In the present world, International Consensus Frameworks, commonly called global frameworks or global agendas, guide international development policies and practices. They guide the development of all countries and influence the development initiatives by their respective governments. Recent global frameworks, adopted mostly post-2015, include both a group of over-arching frameworks (eg, the Sendai Framework for Disaster Risk Reduction [SFDRR]) and a group of frameworks addressing specific issues (eg, the Dhaka Declaration on Disability and Disaster Risk Management). These global frameworks serve twin purposes: first, to set a global development standard, and second, to set policies and approaches to achieve these standards. A companion group of professional standards, guidelines, and tools (ie, Sphere’s Humanitarian Charter and Minimum Standards) guide the implementation and operationalization of these frameworks on the ground.

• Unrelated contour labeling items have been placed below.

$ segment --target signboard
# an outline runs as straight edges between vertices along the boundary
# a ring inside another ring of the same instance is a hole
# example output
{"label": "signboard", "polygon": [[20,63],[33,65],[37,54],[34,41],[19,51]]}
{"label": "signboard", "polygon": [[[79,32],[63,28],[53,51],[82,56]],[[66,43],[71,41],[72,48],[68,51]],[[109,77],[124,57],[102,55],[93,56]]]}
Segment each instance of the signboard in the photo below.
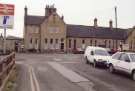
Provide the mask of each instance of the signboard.
{"label": "signboard", "polygon": [[0,4],[0,28],[12,29],[14,25],[14,5]]}

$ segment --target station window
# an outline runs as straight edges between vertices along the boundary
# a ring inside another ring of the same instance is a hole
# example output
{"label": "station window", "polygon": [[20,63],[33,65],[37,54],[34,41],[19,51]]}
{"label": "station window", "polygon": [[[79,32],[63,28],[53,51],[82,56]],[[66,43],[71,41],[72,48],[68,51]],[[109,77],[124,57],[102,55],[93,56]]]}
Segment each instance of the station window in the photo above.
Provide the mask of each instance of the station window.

This paper gathers these global frameworks and core professional guidelines in one place, presents an analytical review of their essential features, and highlights the commonalities and differences between and among these frameworks. The aim of this paper is to facilitate understanding of these frameworks and to help in designing development and resilience policy, planning, and implementation, at international and national levels, where these frameworks complement and contribute to each other.

This Special Report describes an important and evolving aspect of the discipline and provides core information necessary to progress the science. Additionally, the report will help governments and policy makers to define their priorities and to design policies/strategies/ programs to reflect the global commitments. Development practitioners can pre-empt the focus of the international community and the assistance coming from donors to the priority sectors, as identified in the global agenda. This would then help governments and stakeholders to develop and design a realistic plan and program and prepare the instruments and mechanisms to deliver the goals.